“世事变迁无奈何,我最后却负她另娶了家妻,她那日哭着来祝福我,我心疼不已,任我生平恪守己规,那晚还是荒诞不经一发不可收拾。”
冉浅兮同情的看着他,似乎猜到了这个女人是谁。
“后来呢?”
左丘鹤眼眶湿红,像是马上要哭出来一般。
“后来…她嫁给了满心满眼都是她的冉跃廉,那时我才得知二人早有一子,但那晚过后她也怀了我的孩子,我无法改变什么,只能亲手打一个长寿镯送给我们的女儿…”

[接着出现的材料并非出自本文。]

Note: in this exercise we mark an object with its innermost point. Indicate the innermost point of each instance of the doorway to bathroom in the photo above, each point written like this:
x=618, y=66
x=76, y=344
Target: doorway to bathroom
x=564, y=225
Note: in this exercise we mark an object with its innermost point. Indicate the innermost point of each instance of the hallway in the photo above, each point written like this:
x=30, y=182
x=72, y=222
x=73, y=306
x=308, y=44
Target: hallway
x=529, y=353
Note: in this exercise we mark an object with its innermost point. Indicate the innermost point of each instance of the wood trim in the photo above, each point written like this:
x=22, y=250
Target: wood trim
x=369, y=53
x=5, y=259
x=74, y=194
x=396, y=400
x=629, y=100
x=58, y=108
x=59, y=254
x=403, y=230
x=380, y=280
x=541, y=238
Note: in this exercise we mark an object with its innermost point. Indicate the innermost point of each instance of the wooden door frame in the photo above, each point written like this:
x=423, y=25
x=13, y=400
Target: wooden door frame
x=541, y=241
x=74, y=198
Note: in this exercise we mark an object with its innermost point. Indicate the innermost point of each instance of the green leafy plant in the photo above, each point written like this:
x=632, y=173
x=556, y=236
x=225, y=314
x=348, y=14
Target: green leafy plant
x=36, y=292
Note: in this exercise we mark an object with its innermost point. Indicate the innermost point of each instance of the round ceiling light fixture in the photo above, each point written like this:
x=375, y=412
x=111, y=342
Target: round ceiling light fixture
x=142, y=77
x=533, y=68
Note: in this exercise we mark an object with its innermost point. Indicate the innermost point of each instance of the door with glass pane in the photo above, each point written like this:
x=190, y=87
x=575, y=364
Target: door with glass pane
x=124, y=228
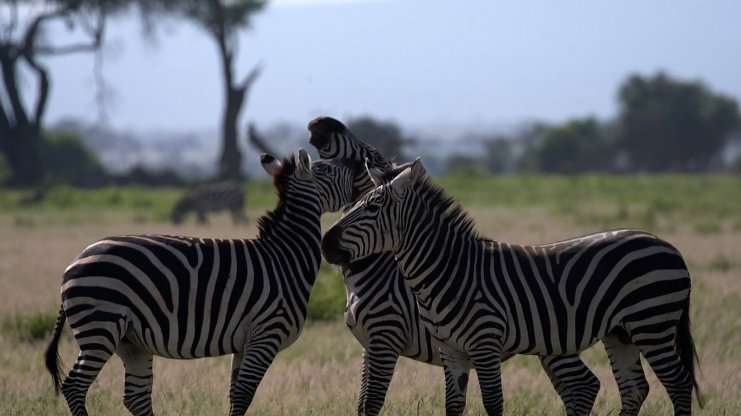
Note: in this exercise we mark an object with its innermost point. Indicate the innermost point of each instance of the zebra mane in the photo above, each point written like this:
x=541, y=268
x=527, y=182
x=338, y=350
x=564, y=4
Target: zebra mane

当听到冉跃廉三个字的时候,冉浅兮已经汗毛竖立,她看了看左手的长寿镯,戴进去却怎么都摘不下来。
“你说什么?!”
“我成婚两年后,妻子为我生了一个女儿,她知道我还有一个女儿,愚不可及的加以施害,她年纪小不懂事,娘娘您说,我的大女儿会饶恕她吗…”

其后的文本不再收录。